Yoksulluk olgusu insanlık tarihi kadar eski bir kavram olup insanlık için önemli bir sorundur. Şüphesiz günümüzde yaşanan küreselleşme olgusu, bu sorunun gittikçe büyümesinde önemli bir etken olarak karşımıza çıkmaktadır. Küreselleşme ile birlikte piyasa odaklı yaklaşımların tüm dünyaya hâkim olması sebebiyle yapılan özelleştirmeler ve artan rekabet yüksek işsizlikle sonuçlanmıştır. Bir yandan teknolojik gelişmelere bağlı olarak insan gücünün yerini, yeni makinelerin ve bilgisayarların alması, diğer yandan ekonomik politikalar sonucunda kaynakların dengesiz dağılımı, insanların daha da yoksullaşmasına ve bazı kesimlerin en temel gereksinimlerini bile karşılayamamasına neden olmuştur (Güzel, 2011: 82).

Yoksulluk denilince aklımıza ilk gelen fakirlik, yani sefalet, açlık, yokluk, muhtaçlık, temel ve zorunlu ihtiyaçları yeterince karşılayamama, hayatla sürekli yaşam mücadelesi, hayatta kalabilme çabası yeterli varlığa sahip olamama, gelir elde etmeden mahrum olma beklenilmeyen maddî zorluklardan dolayı ortaya çıkan çaresizlik ve sıkıntı gelmektedir (Seyyar, A. 2006: 86).

Siyasi ve sosyo-ekonomik anlamda yoksulluğu açıklamaya çalışacak olursak, temel maddî ve sosyo-kültürel ihtiyaçları karşılayabilme açısından asgarî hayat temellerinin altında kalan bir yaşam şeklidir. Buna göre de, bir ülkenin ortalama gelir seviyesinin altında bir gelire sahip olan kişiler, yoksul denilen sınıfa girmektedir.

Yoksul sınıfın gelir düzeyi düşük olmasından ötürü, yaşamsal ihtiyaçlar olan Maslow’un ihtiyaçlar hiyerarşisinde en altta, ilk sırada karşılanması gereken fizyolojik ihtiyaç diye sıralamış olduğu yeme-içme, barınma, giyinme gibi ihtiyaçların yeterli seviyede karşılayamamasıdır.

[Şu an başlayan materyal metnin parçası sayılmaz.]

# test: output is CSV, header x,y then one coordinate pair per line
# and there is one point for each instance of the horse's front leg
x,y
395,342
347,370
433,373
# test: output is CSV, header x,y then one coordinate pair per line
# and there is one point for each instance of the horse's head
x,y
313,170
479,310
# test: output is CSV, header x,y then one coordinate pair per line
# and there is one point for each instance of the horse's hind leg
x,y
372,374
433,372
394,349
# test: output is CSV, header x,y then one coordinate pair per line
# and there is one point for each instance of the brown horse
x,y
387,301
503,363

Yoksulluk insanlığın var oluşundan bu yana var olan bir olgudur ve son dönemlerde gelişen teknoloji ve küreselleşme ile birlikle insanlığın en önemli sorunlarından biri haline gelmiştir. Küreselleşmenin etkisi ile beraber bu sorun gittikçe büyümüş dünyada yaşayan insanların gittikçe birbirleriyle kolay iletişim ve

(31)

alışveriş sağlamasıyla artan rekabetle beraber daha da çok yoksullaşan kesim oluşmaya başlamıştır. Küreselleşmenin yoksulluğu ve işsizliği arttırdığı gözlenmektedir. Teknolojik gelişmeler neticesinde insan gücünden çok makineleşmeye ve bilgi teknolojisinin kullanılmaya başlanılmasıyla zenginleşen kesimle yoksullaşan kesim arasında makas gittikçe açılmış. Ekonomik politikalarında etkisiyle işgücü piyasasına olan talep azaldığından sermayesi olan daha refah bir yaşama doğru ilerlerken sermayesi olmayan işgücü ( emek) yoğun çalışan kesim tüm dünyada hızla yoksullaşmaya doğru gitmektedir (Güzel, 2011: 82).

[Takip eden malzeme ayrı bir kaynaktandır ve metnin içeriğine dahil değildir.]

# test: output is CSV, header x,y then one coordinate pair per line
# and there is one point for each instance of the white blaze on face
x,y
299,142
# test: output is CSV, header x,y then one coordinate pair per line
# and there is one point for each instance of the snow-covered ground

Yoksulluk her ne kadar insanlığın en önemli sorunlarından biri olsa da her topluma göre yoksulluk farklı boyutlarda olduğundan yoksulluğun tam ve net bir tanımını yapmak pek mümkün görülmemekle beraber genel bir tanım yapacak olursak ilk önce sözlük anlamı olarak; “Geçinmekte çok sıkıntı çeken (kimse, toplum, ülke), parasız, yoksuz, varlıksız, variyetsiz, fakir, fukara, zengin, varsıl karşıtı”

(http://sozluk.gov.tr, 2019). Başka bir tanımla “geçinmekte sıkıntı çeken, yeterli düzeyde parası olmayan veya rahat bir yaşam için gerekli olan araçlara sahip bulunmayan kişi” olarak tanımlanmaktadır ( Aktan ve Vural 2002).

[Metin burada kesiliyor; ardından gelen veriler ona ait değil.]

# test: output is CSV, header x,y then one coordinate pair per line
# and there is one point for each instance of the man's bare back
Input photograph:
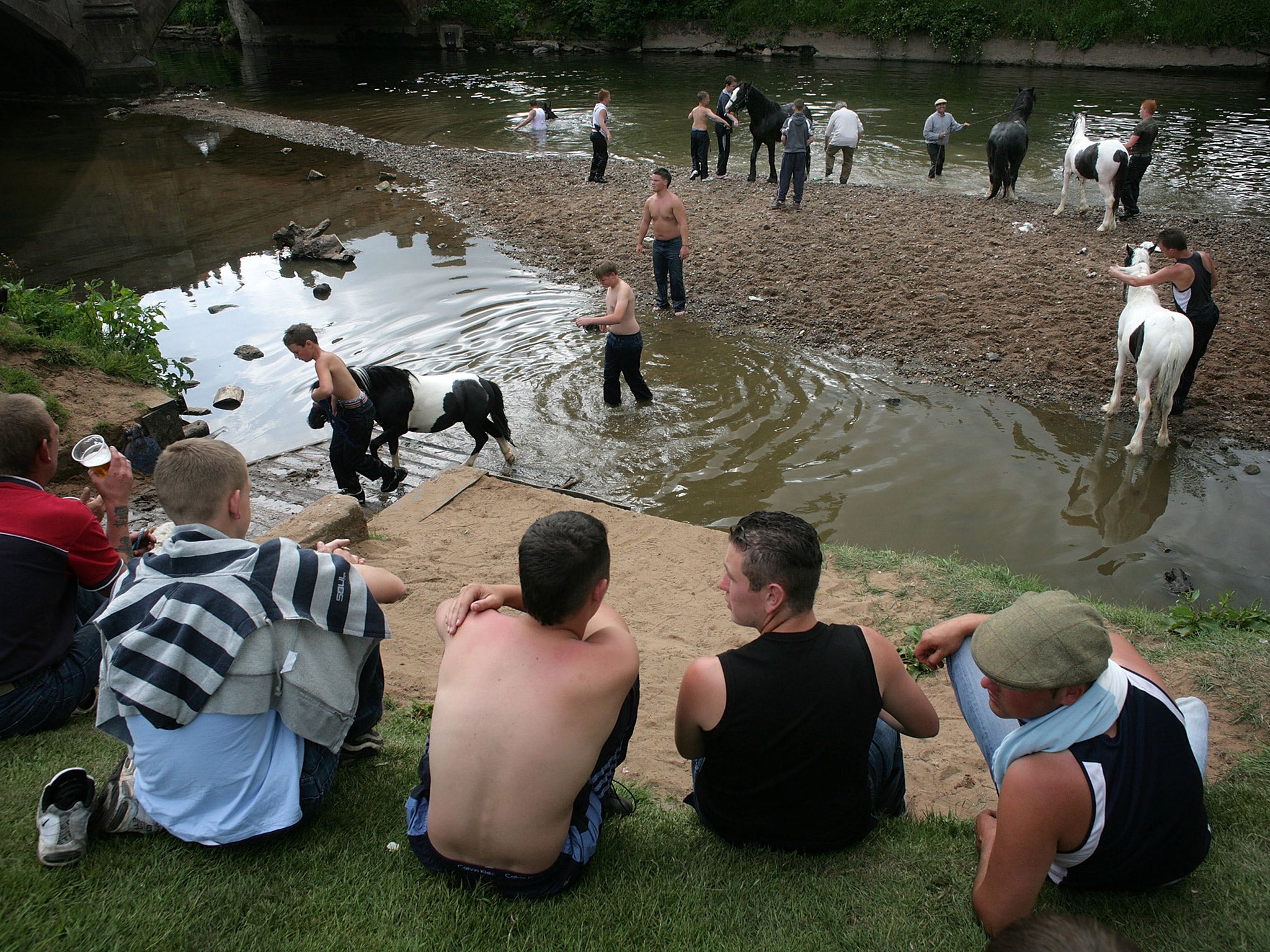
x,y
521,714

Yoksulluk ile ilgili tanımlamalarda araştırmacının hangi konu için yoksulluğu açıkladığı yoksulluk kavramın tanımlanmasında yakından ilgilidir. Bu nedenle araştırmacının çalıştığı konu yoksulluk için oluşturduğu tanımın belirleyici elemanları olmaktadır. En genel tanımla yoksulluk durumu maddi kaynaklardan, bazen de kültürel kaynaklardan yoksun kalındığını ifade eden bir durumdur. Dünya Bankası ise 200’li yllarada yoksulluğu “refah durumundan belirgin bir biçimde mahrum olma”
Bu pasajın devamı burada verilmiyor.